Patterson v BTR Engineer (Aust) Ltd (1989) NSWLR 319 -
where Gleeson CJ said that as a general rule a plaintiff will need to establish, first a prima facie cause of action against the defendant, and secondly a danger that, by reason of the defendant’s absconding, assets being removed out of the jurisdiction or disposed of within the jurisdiction or otherwise dealt with in some fashion.
Tsiang & Wu and Ors  FamCAFC 128 -
where the Court held that the applicant must show that there is a “danger” or risk of dissipation of or dealing with assets which will frustrate any judgment in favour of the applicant.
Banking records indicate that on 13 January 2021 the husband transferred $700,000 to an account in his sister’s name. On 14 and 15 January 2021 the husband transferred two further sums of $600,000 each from an account held in his sole name in the Middle Eastern Country to another account held in his name in Switzerland. On 4 February 2021 the husband’s sister transferred $700,000 back to the husband by payment into the first Swiss bank account. As a result of these transactions, by 4 February 2021 the husband held a total of $1.9 million in the first Swiss account in his sole name.
Through the financial disclosure provided by the husband's lawyers, the wife was made aware that the husband had drawn down funds in the sum of $1,879,000 from the offset account associated with the mortgage secured over the family home. The husband contends that the Swiss bank transfers represent a donation to the social enterprise associated with his sister. However, the curious features of his evidence concerning ownership and control of those funds must be considered in conjunction with the undisputed facts surrounding the timing of the various transactions whereby $1.9 million was drawn down from the home loan offset account came to be deposited in the name of the husband’s sister relative to the other events in the proceedings.

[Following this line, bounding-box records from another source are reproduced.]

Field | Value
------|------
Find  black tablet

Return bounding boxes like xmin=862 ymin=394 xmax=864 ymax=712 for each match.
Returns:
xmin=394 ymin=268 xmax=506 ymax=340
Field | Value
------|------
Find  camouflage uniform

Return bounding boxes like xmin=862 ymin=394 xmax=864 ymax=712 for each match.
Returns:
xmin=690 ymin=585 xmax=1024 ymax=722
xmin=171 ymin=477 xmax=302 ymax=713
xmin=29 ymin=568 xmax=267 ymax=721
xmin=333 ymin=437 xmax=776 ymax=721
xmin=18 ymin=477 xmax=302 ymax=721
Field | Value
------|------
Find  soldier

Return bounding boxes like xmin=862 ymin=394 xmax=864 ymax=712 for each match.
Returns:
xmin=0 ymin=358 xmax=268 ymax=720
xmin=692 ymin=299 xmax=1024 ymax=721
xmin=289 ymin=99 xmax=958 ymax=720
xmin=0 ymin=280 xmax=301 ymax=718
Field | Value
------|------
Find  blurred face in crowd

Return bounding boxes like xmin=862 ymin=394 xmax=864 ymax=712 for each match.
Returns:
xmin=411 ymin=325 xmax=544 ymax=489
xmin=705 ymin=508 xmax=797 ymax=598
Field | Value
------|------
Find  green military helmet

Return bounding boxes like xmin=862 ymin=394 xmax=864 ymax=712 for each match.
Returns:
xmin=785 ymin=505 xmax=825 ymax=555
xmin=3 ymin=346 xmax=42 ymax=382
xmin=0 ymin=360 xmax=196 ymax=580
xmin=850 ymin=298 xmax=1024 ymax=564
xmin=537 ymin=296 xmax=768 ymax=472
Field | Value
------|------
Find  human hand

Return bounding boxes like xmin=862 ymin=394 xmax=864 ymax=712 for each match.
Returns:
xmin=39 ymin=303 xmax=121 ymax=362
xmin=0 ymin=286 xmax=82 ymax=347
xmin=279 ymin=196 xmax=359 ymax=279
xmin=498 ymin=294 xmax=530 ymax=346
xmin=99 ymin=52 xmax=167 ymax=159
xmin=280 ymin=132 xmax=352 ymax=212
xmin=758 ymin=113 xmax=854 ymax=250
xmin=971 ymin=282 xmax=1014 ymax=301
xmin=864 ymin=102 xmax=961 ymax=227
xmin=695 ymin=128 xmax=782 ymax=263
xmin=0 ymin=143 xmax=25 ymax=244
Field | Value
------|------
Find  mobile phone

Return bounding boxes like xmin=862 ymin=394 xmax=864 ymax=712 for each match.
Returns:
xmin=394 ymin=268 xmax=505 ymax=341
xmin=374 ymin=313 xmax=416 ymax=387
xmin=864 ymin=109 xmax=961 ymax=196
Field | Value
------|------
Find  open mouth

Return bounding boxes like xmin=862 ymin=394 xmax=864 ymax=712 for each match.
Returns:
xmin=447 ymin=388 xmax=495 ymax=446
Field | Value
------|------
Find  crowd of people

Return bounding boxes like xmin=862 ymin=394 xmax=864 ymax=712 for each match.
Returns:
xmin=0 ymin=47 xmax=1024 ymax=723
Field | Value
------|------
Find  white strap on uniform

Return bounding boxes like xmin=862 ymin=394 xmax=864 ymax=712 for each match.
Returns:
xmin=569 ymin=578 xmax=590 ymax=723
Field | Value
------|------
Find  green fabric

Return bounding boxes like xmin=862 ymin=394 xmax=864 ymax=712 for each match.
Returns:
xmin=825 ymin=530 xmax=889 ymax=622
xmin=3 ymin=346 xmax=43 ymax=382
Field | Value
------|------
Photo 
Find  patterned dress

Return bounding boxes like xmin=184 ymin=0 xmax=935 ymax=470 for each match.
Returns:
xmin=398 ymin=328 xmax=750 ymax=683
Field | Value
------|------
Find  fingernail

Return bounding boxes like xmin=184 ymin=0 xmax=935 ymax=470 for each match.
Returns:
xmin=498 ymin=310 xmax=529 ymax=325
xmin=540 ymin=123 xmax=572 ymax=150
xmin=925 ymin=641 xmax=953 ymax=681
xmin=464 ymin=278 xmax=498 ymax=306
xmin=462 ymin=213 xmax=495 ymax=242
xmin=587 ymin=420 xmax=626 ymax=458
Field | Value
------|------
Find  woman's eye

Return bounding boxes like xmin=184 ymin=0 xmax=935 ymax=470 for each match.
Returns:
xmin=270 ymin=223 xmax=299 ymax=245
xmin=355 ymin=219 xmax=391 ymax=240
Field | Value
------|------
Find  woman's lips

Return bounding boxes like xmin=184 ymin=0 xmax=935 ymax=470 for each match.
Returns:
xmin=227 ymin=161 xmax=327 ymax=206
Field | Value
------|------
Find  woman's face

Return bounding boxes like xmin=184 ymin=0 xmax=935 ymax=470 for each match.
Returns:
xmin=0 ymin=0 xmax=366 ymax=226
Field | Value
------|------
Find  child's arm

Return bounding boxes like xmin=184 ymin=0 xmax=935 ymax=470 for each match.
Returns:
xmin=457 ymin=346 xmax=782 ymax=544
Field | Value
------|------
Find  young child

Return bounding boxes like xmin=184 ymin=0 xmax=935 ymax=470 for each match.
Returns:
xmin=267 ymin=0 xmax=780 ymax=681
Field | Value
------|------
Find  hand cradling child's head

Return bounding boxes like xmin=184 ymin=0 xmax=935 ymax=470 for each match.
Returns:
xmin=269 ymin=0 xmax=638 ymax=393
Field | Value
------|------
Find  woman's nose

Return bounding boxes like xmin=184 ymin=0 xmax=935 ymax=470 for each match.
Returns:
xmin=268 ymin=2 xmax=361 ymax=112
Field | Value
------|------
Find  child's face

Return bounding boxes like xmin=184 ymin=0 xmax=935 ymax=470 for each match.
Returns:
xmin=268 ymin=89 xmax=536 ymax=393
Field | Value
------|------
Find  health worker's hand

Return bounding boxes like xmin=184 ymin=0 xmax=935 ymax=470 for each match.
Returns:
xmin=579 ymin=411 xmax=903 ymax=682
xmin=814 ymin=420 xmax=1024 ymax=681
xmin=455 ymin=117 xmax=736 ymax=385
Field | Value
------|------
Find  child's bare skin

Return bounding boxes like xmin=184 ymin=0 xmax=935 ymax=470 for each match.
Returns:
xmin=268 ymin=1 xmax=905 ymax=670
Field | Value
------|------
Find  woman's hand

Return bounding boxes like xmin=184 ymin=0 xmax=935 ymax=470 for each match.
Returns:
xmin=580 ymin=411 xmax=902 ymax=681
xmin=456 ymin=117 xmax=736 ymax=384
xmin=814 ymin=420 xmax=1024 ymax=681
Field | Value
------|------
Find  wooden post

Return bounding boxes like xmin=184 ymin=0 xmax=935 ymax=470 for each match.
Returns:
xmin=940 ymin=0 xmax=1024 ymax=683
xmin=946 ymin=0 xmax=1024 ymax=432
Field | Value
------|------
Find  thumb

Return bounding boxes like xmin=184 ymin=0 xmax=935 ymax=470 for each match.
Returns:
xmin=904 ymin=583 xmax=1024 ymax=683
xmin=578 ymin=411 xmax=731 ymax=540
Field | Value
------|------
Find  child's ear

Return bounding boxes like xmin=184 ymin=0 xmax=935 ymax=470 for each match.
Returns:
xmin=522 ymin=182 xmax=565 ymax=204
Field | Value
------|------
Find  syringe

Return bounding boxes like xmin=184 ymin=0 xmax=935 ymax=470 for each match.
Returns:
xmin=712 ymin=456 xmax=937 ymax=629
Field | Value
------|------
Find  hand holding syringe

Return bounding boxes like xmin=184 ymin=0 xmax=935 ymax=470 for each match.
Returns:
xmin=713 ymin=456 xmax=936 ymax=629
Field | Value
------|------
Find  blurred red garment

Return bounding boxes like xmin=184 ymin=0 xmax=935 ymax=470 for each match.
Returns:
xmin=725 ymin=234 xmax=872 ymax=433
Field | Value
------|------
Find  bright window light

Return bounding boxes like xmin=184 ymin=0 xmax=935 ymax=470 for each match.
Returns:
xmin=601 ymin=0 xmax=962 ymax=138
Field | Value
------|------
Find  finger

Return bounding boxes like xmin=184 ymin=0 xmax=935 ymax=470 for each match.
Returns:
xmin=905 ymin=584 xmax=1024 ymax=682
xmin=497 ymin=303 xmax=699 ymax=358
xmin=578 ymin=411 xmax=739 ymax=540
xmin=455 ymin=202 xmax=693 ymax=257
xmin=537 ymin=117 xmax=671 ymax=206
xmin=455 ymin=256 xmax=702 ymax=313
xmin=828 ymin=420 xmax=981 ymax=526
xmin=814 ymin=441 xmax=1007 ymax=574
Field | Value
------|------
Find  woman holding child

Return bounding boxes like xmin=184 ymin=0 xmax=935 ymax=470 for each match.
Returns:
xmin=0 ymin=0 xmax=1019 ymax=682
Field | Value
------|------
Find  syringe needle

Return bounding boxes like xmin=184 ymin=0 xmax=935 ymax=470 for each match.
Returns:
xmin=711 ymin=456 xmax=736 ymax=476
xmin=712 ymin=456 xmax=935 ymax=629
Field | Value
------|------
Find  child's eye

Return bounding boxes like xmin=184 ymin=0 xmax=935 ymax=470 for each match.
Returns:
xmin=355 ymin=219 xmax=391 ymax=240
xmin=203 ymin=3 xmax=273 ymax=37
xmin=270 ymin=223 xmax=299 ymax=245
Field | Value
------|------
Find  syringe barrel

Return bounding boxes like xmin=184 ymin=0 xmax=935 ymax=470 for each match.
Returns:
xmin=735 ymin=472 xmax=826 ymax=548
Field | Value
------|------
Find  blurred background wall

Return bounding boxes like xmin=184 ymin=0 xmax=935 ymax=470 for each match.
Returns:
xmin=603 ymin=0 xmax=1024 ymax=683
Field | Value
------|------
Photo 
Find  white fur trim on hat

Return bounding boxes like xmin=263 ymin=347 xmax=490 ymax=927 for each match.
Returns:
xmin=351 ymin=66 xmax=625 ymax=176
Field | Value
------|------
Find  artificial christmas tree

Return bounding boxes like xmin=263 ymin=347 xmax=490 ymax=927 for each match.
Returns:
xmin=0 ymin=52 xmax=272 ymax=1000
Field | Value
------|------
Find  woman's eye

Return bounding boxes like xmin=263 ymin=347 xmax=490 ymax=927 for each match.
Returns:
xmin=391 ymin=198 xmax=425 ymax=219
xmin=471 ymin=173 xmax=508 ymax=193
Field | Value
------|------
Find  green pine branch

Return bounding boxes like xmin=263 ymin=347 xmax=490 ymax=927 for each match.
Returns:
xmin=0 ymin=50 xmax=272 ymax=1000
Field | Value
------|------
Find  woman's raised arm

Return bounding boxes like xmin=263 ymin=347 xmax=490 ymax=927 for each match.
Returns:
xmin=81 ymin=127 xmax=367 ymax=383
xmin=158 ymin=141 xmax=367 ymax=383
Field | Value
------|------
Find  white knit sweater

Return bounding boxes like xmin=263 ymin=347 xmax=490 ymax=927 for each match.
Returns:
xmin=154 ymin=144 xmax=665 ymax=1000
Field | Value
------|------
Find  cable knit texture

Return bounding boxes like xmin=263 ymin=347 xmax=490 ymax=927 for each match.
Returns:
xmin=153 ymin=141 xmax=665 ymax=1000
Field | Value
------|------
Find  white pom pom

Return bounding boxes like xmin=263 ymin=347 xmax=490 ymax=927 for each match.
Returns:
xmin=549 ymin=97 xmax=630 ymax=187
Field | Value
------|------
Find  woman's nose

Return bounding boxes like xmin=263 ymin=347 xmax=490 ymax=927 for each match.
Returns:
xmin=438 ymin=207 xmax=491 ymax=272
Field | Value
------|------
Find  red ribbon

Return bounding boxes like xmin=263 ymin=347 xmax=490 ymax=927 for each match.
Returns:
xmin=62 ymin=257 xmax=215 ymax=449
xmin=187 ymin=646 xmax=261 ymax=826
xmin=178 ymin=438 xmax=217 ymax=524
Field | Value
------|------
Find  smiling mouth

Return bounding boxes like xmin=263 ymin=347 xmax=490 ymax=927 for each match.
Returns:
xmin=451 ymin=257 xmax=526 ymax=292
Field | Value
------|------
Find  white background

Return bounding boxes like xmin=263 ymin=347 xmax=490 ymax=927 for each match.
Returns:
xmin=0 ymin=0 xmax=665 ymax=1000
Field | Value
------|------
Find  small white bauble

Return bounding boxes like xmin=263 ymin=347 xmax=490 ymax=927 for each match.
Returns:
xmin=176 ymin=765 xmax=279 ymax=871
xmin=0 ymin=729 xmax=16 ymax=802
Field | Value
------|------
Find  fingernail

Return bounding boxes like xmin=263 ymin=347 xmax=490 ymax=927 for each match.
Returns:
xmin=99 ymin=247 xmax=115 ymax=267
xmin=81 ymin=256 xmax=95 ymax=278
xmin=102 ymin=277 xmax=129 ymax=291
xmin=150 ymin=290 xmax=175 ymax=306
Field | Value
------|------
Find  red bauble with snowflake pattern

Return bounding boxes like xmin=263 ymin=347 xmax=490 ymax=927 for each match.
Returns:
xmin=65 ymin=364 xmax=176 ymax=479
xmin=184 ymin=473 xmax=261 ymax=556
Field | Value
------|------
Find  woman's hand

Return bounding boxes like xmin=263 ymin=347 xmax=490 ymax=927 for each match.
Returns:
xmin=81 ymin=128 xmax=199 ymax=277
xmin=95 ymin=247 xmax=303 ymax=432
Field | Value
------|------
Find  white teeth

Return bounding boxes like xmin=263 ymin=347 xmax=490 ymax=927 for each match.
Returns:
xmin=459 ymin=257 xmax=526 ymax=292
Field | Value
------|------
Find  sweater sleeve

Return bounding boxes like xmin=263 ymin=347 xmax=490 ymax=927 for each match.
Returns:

Still, the account in which the funds are held is in the name of the husband’s sister who is not a party to these proceedings. There are no identified funds from which this payment could be otherwise made and the wife’s counsel conceded on her behalf that if the court is not satisfied about her contentions concerning the husband’s control over these funds then it would not be proper for the court to make such an order.
The Court concluded that a risk exists that assets may be disposed of by the husband. The wife established that there is a danger that her claim about the $19 million in transactions may be defeated or prejudiced unless a further injunction is granted. The Court ordered the Husband restrained from transferring or encumbering, or causing to be transferred or encumbered, the Suburb C Property registered in his sole personal name, without the wife’s prior written consent or except as permitted by an Order of the Court. The Court further concluded that it is inappropriate for an injunction requiring the husband to repay funds because there is no basis which the Court can be satisfied that the husband has control over the $1.9million.